Project Detail
StreetEase
A web-based mapping tool designed to help users understand how steep nearby streets are around a chosen address. The goal is to make it easier for people with mobility limitations, disabilities, or difficulty walking to preview the terrain around a destination before they go.
Problem
Most map tools are designed for navigation, but they do not clearly communicate how physically demanding an area may be to walk.
For someone using a mobility aid or managing limited endurance, street grade can make a major difference in whether a route feels realistic or comfortable.

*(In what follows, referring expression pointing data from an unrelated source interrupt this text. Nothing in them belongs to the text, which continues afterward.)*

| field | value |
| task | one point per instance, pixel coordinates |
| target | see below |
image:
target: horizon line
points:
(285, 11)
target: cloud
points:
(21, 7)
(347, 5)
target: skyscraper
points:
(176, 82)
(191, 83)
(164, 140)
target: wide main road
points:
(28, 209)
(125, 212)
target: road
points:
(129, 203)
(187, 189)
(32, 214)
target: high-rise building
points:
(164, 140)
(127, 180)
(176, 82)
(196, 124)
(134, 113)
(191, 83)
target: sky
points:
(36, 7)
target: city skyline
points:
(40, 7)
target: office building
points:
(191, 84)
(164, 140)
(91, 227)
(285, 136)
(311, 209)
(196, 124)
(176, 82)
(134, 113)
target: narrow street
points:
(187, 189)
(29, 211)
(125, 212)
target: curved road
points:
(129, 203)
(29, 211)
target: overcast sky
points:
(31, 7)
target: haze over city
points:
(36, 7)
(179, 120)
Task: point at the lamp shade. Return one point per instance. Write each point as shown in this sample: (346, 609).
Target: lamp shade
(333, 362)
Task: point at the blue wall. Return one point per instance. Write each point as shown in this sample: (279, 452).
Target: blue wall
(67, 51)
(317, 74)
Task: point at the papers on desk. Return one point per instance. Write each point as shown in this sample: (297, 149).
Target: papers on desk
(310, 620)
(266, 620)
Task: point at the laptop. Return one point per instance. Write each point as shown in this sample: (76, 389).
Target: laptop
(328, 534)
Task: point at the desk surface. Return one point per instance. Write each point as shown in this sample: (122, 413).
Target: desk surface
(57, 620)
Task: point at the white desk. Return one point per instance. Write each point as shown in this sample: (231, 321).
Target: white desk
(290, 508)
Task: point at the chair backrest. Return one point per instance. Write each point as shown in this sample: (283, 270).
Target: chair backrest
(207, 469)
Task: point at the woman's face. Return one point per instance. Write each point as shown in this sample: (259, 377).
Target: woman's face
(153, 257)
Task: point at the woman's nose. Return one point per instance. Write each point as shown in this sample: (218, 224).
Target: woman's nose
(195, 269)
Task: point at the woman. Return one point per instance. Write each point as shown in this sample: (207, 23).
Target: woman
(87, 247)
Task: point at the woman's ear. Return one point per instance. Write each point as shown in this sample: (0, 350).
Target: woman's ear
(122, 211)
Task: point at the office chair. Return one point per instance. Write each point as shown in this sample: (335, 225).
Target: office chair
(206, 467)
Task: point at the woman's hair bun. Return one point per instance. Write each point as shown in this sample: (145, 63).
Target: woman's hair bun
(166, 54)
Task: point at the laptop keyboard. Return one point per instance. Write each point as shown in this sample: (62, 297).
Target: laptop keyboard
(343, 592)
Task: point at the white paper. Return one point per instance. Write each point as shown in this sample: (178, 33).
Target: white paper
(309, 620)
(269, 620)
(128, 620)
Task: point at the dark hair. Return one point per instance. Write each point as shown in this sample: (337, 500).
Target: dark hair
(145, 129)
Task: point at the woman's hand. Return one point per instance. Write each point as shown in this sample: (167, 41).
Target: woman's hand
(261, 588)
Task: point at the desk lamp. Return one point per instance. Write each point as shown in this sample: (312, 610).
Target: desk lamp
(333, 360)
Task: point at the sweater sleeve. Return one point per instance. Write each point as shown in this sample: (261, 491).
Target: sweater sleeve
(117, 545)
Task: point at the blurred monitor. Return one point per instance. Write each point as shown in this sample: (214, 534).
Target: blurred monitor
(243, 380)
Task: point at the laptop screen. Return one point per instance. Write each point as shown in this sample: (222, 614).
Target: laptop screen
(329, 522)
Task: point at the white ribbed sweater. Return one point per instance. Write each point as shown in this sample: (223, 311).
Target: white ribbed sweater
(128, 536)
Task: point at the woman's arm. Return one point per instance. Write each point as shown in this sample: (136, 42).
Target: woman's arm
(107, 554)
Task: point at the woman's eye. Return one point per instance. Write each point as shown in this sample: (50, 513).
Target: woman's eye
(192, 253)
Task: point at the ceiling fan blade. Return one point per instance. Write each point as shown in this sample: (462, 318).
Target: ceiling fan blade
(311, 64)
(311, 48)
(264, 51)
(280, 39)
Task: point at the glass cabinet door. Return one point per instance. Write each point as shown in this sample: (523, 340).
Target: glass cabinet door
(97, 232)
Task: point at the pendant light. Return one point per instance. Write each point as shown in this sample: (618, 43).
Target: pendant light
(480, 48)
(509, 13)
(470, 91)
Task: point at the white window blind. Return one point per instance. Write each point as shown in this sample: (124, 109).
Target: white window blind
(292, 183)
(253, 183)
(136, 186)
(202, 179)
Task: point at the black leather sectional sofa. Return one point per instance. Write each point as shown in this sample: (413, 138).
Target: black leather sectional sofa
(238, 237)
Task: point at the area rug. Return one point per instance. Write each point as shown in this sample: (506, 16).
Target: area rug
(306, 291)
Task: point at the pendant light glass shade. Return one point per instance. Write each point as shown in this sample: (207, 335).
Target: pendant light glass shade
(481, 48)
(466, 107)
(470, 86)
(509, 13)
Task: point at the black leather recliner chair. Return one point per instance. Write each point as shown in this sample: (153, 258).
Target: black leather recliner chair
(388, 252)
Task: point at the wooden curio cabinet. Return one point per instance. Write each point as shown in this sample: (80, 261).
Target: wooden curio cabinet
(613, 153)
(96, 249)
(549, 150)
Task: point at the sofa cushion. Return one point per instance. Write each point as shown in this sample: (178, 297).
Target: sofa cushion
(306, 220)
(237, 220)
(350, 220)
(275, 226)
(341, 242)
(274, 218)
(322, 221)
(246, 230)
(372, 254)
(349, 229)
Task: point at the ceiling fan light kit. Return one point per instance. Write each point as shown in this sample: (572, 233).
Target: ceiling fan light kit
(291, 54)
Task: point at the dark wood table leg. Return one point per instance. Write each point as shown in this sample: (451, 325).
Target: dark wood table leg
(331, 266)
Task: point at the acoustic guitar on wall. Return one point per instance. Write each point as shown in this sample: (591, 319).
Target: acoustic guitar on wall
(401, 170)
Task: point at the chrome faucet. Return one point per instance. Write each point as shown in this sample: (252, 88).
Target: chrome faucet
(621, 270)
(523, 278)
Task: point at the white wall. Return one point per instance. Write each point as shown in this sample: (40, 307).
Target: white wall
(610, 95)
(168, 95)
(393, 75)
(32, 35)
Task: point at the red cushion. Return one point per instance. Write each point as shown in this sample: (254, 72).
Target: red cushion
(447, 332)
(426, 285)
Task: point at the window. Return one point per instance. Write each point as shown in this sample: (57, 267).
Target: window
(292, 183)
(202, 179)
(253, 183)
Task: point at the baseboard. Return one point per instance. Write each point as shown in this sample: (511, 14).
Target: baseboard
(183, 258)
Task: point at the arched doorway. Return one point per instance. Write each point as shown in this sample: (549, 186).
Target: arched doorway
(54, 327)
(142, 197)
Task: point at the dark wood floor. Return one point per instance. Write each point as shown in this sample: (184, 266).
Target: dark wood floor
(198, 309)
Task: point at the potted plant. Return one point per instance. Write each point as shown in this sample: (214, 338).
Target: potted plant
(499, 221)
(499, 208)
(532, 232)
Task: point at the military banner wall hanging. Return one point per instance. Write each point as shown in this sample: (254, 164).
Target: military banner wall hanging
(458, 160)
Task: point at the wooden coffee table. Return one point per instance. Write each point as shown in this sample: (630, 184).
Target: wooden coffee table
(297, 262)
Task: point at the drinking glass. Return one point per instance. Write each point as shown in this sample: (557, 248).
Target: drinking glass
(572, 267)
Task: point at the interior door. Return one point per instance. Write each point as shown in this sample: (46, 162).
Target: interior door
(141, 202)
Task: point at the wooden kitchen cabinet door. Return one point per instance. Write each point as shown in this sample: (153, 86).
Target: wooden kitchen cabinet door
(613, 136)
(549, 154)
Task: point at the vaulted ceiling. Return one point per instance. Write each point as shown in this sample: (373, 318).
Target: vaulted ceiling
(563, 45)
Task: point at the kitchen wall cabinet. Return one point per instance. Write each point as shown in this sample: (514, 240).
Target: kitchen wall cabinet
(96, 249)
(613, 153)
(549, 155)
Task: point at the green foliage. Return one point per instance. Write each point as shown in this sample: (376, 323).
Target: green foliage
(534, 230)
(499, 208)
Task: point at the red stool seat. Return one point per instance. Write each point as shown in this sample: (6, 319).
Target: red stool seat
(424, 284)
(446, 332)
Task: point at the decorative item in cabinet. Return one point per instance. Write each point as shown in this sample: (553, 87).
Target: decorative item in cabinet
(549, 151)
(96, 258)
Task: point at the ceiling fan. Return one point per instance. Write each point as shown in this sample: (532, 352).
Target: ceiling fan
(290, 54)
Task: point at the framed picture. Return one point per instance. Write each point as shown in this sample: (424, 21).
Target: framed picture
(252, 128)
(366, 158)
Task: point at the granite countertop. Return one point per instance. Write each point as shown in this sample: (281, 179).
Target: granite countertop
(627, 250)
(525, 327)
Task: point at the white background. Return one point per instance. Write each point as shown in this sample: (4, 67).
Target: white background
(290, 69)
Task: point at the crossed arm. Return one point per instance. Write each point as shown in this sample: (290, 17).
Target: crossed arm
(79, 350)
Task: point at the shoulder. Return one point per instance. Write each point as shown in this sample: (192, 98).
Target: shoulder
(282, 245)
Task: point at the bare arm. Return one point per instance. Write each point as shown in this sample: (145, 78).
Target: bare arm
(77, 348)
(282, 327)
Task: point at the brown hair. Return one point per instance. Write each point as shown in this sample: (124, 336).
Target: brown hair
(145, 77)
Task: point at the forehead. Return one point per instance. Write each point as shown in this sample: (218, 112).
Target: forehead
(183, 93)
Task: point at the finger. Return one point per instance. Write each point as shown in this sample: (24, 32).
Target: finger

I wanted to explore how street geometry, elevation data, and mapping could be combined into a tool that makes terrain easier to understand at a glance.
What I've Built So Far
So far, I have built a responsive web prototype using React and Leaflet that allows users to search for a location, preview nearby streets within a selected radius, and view a color-coded street overlay representing grade difficulty.
Current work includes:
- A responsive React frontend built for web-first use
- Interactive map rendering with Leaflet and OpenStreetMap
- Address search with autocomplete suggestions
- Radius-based map preview centered on a selected location
- A color-coded street overlay concept for easier terrain scanning
- A lightweight backend API for search and street-grade requests
- Early caching and fallback handling for unreliable third-party APIs
- Resilience work around street lookup and elevation lookup failures

Technical Challenges
StreetEase has been a strong exercise in working with real-world data constraints. One of the biggest challenges has been reliability. Public mapping and elevation APIs can time out, rate-limit requests, or return incomplete street-naming data, which makes building a smooth experience much more complex than with a static demo. I've been working through those issues by restructuring the app to use a backend, adding caching, improving fallback behavior, and separating the frontend display logic from the data-processing pipeline.
What I'm Learning
This project is helping me deepen my understanding of frontend-to-backend architecture, geospatial data workflows, API resilience, and accessibility-centered product design. It has also reinforced how much product quality depends on gracefully handling messy external data, not just on building a clean interface.

What's Next
Next steps for StreetEase include improving the reliability of street and elevation data, refining how unnamed streets are handled, making the grade overlay denser and more accurate, and continuing to improve the user experience around search, feedback states, and map interactions.